[
https://issues.apache.org/jira/browse/RATIS-2278?page=com.atlassian.jira.plugin.system.issuetabpanels:all-tabpanel
]
Xinhao GU updated RATIS-2278:
-----------------------------
Description:
h2. *Problem Description*
When a follower receives overlapping {{appendEntries}} requests from the
leader, it may throw an {{IllegalStateException}} during log index validation.
Specifically, the {{NavigableIndices}} class fails to handle concurrent log
appends properly, causing the follower to incorrectly reject valid entries with
an "index mismatch" error.
h2. *Steps to Reproduce*
# {*}Cluster Setup{*}: Deploy a Raft group with at least 1 leader and 2
followers.
# {*}High Concurrency Scenario{*}: Trigger frequent {{appendEntries}} requests
from the leader to a follower.
# {*}Overlapping Requests{*}: Ensure two threads ({{{}thread-1{}}} and
{{{}thread-2{}}}) process {{appendEntries}} requests simultaneously:
** {{thread-1}} appends logs with indices {{16093–16185}} and enters
{{state.getLog().append()}} but hasn’t invoked {{{}removeExisting(){}}}.
** {{thread-2}} attempts to append logs starting at index {{16093}} (from a
new request) while {{thread-1}} is still processing.
# {*}Validation Failure{*}: The {{NavigableIndices.append()}} method detects a
gap between {{{}thread-1{}}}'s last index ({{{}16185{}}}) and
{{{}thread-2{}}}'s start index ({{{}16093{}}}), throwing an error.
h2. *Expected Behavior*
Concurrent {{appendEntries}} requests should be serialized or validated
atomically to prevent index gaps. Followers should accept logs as long as they
pass the initial {{ConsecutiveIndices.convert()}} check.
h2. *Actual Behavior*
{code:java}
2025-03-04 05:44:14,946 [7-server-thread2] ERROR o.a.r.s.i.RaftServerImpl:1488
- 7@group-000200000000: Failed appendEntries 8->7#73-t49,previous=(t:3,
i:16092),leaderCommit=16184,initializing? false,entries: size=93, first=(t:4,
i:16093),
CONFIGURATIONENTRY(current:id:"6"address:"172.16.2.14:10750"startupRole:FOLLOWER,
id:"7"address:"172.16.2.15:10750"startupRole:FOLLOWER,
id:"8"address:"172.16.2.11:10750"startupRole:FOLLOWER, old
java.lang.IllegalStateException: startIndex: expected == 16186 but computed ==
16093 at org.apache.ratis.util.Preconditions.assertTrue(Preconditions.java:77)

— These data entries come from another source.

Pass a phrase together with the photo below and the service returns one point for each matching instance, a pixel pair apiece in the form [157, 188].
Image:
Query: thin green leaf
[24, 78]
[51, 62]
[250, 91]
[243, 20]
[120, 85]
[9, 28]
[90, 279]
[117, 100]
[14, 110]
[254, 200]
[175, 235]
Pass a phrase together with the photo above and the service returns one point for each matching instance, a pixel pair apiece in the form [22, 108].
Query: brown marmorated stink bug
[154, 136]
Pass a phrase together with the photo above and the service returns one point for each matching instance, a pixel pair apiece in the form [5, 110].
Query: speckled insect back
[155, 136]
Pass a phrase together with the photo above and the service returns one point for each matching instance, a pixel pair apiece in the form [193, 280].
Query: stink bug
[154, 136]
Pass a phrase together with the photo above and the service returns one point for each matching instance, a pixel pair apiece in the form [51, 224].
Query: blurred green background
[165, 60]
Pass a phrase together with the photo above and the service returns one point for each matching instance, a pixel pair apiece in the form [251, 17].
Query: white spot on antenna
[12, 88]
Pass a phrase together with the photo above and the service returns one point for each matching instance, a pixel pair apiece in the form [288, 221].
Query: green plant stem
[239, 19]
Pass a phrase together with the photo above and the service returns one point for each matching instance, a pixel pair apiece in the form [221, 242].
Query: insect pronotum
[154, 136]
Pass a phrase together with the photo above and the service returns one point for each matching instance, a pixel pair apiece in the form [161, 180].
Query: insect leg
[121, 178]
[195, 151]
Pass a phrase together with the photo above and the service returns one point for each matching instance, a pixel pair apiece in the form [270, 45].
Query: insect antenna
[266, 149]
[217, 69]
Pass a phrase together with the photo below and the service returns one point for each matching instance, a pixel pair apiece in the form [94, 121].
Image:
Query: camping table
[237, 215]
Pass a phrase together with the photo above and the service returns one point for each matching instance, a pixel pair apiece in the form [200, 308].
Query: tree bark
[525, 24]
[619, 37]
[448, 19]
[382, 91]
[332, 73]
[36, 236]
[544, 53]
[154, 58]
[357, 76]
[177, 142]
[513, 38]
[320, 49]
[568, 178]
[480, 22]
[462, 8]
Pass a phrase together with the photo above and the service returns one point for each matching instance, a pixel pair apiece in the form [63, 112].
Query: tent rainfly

at org.apache.ratis.util.Preconditions.assertSame(Preconditions.java:87)
at
org.apache.ratis.server.impl.ServerImplUtils$NavigableIndices.append(ServerImplUtils.java:144)
at
org.apache.ratis.server.impl.RaftServerImpl.appendLog(RaftServerImpl.java:1631)
at
org.apache.ratis.server.impl.RaftServerImpl.appendEntriesAsync(RaftServerImpl.java:1596)
at
org.apache.ratis.server.impl.RaftServerImpl.appendEntriesAsync(RaftServerImpl.java:1486)
at
org.apache.ratis.server.impl.RaftServerProxy.lambda$null$28(RaftServerProxy.java:646)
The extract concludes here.